Prädisponierende Faktoren

ICPC-2

  • L76 Fraktur, andere

ICD-10

  • S42.4 Fraktur des distalen Endes des Humerus

Diagnostik

Diagnostische Kriterien

  • Typisches Trauma und radiologischer Befund

Differenzialdiagnosen

  • Andere Ellenbogenfrakturen

Anamnese

  • Unfallhergang5
    • Sturz auf den gestreckten und pronierten Arm
    • direkter Sturz auf den Ellenbogen

Klinische Untersuchung

  • Inspektion
    • Befunde sind selten auffällig, ggf. Schwellung und Hämathros.
  • Palpation
    • Druckdolenz über dem Capitulum humeri 
  • Beweglichkeit
    • Bewegungseinschränkung im Ellenbogengelenk
    • Widerstand beim Versuch der Extension oder Flexion
    • Bei Pro- und Supination des Unterarms nimmt der Schmerz zu.
  • Schulter und Handgelenk
    • Untersuchung zum Ausschluss anderer Verletzungen

Ergänzende Untersuchungen

  • Röntgen: a. p. und laterale Aufnahme
  • CT: bei unklarem Befund oder besseren Beurteilung der Fraktur zur Therapieplanung

Klassifikation

  • Deskriptive Klassifikation nach Bryan und Morrey:6
    • Typ I – komplette osteochondrale Fraktur des Capitulums 
      Typ II – oberflächliches osteochondrales Frakturfragment
      Typ III – Trümmerfraktur
      Typ IV – koronare Abscherfraktur nach McKee et al. mit Beteiligung des Capitulums und der Trochlea.

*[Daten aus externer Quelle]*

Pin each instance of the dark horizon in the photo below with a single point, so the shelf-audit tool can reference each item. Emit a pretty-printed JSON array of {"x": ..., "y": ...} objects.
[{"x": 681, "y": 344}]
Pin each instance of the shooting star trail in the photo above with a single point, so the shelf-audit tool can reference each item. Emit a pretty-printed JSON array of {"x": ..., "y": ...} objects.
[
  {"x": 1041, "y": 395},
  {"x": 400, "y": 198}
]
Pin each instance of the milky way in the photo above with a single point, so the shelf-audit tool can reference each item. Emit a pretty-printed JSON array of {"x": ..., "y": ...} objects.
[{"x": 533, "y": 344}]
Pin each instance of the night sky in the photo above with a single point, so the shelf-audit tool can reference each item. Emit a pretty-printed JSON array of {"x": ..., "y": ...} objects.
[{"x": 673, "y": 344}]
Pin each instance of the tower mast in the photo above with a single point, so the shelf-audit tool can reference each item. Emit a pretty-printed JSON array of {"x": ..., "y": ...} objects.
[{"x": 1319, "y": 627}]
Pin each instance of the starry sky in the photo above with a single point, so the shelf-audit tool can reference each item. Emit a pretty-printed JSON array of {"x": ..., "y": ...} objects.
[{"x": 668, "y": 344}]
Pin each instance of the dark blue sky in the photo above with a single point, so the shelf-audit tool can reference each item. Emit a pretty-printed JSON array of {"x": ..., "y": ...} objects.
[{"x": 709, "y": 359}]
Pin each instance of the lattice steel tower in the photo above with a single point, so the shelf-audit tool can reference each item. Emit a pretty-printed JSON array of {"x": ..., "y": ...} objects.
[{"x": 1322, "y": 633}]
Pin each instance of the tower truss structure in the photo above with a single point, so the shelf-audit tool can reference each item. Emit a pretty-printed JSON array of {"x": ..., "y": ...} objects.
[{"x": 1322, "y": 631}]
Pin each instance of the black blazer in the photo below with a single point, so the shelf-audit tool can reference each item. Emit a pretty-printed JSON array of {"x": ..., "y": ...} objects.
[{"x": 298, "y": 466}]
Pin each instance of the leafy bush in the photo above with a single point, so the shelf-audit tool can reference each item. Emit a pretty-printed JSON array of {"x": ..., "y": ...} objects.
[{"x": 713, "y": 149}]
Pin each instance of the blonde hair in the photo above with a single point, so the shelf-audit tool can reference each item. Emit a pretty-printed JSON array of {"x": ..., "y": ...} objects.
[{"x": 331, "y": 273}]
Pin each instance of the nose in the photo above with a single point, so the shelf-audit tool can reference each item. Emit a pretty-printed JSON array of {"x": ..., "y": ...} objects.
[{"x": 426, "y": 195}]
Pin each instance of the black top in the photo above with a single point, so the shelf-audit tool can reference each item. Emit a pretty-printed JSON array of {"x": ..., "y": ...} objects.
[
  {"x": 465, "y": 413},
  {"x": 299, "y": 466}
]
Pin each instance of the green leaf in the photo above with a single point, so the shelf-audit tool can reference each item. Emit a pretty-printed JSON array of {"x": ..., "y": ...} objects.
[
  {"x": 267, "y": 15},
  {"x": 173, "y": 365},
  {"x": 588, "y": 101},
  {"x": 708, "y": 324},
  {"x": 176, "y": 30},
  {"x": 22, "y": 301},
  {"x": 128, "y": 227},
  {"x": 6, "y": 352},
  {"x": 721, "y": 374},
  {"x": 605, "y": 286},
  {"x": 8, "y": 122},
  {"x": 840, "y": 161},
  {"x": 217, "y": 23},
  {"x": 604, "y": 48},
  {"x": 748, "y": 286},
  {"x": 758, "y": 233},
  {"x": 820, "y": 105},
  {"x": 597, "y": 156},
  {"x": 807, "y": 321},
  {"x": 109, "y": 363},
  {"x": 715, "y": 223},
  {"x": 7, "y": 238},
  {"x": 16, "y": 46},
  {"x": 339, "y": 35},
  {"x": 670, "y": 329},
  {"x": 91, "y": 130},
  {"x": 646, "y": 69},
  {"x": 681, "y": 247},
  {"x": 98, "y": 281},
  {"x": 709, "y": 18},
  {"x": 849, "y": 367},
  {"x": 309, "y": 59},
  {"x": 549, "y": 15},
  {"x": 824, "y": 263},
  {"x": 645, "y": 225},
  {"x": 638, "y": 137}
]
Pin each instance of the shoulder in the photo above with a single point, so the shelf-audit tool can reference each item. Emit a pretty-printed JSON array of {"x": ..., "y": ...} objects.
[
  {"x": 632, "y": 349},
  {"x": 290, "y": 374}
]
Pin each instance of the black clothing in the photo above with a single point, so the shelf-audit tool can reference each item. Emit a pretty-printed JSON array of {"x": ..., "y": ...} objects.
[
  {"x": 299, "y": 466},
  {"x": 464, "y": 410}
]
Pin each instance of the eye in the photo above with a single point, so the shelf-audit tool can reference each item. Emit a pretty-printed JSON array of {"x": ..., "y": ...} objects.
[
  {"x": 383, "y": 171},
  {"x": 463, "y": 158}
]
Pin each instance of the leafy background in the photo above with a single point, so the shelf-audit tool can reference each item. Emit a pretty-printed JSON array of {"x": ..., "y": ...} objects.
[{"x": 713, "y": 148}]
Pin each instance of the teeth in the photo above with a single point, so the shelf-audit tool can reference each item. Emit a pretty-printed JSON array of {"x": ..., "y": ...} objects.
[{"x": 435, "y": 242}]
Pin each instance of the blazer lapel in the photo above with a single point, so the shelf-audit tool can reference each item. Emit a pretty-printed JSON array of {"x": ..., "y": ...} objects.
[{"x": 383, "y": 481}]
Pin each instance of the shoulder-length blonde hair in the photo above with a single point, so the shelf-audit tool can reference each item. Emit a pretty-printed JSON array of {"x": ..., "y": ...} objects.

Indikationen zur Überweisung

  • Verdacht auf eine Fraktur

Therapie

Therapieziel

  • Heilung ohne Fehlstellung oder Funktionsverlust

Allgemeines zur Therapie

  • In der Regel offene Reposition und interne Fixation (ORIF)
    • Wie bei jeder intraartikulären Fraktur sollte die Stabilisierung der Frakturfragmente erfolgen, um arthrotische Veränderungen zu verhindern.
  • Bei Typ-I-Frakturen kann die geschlossene Reposition in Allgemeinanästhesie und unter Muskelrelaxation versucht werden.7
    • falls frustran, sofortige Konversion zu offener Operation

Operative Therapie

  • Operative Stabilisierung der Fraktur ist die Therapie der Wahl.5,8-9
  • Einzige Kontraindikationen für Operation
    • Inoperabilität der Patienten aufgrund von Vorerkrankungen, Intoleranz von Narkose, sehr niedriges Aktivitätslevel1
  • Fixierung mit Steinmann-Nägeln, Herbert-Schrauben oder Minischrauben
  • Ggf. Entfernung des Radiusköpfchens bei großen Trümmerverletzungen
  • Postoperative Immobilisation in Schiene
    • Die Dauer der Immobilisation ist abhängig von der Stabilität der Frakturfragmente.
    • Frühzeitige Mobilisierung anstreben.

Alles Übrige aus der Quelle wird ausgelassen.